Born in Rabat, Meriem Bennani produces her video installations and films between Brooklyn and Morocco. Her work tackles “hard-to-resolve or contradictory issues, where I am sometimes contradicting myself.” Meriem’s multiscreen installations often include sculptures, on which elements of the film are projected. Augmenting the linear story, the architecture and sculpture build a new world that immerses the viewer. Meriem’s installations use elements of documentary as a springboard into myth, surprise, and the unpredictable.
“In order for me to talk about problems, I have to come up with a language that is shaped by the problem itself.”
The language she creates is disconcerting, humorous, evocative, yet familiar. The contradictions of lived experience find form on the screen. These qualities are also reflected in her food.
The recipe Meriem shared with me is for chermoula fish balls, her own re-creation of a traditional Moroccan dish that usually uses ground beef. The recipe is rooted in what the artist found comforting and delicious as a child, taking on a life of its own and inspiring new ideas, ingredients, cultures, and locations.
When we cook, we are often searching for what we know: home, familiarity, a past self, only to find it no longer exists.

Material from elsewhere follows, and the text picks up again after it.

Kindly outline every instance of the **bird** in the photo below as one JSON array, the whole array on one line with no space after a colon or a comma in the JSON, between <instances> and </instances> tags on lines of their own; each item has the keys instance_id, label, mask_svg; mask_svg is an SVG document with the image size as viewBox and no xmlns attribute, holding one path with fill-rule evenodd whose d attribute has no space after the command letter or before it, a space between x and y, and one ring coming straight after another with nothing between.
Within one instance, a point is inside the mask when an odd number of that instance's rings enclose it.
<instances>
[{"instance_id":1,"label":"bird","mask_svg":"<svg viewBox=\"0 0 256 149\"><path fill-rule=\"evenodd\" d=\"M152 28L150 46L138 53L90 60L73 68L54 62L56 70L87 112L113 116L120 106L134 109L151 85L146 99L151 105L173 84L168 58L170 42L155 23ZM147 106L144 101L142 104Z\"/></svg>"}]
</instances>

“I was just in Morocco for three weeks, and I realized that my repertoire of things that I can cook on a daily basis was very limited since I stopped eating meat. I feel like most countries have a meatball, a familiar childhood dish. I got super excited because I tried making a dish I grew up eating made with ground beef, but with fish instead.”
Bright, spicy, and herbaceous fish balls––made by pulsing generous amounts of traditional chermoula, breadcrumbs, and olive oil, then simmered in a sauce of freshly ground tomatoes and more chermoula––are exquisite.
As Meriem says, your mother tongue and food run parallel paths. Both language and cooking are living, breathing entities that change as we change. Meriem emailed me to say she served her leftover fish balls with tahini and iceberg lettuce in a pita. “It’s not really Moroccan, but more New York 😉 but it was amazing.”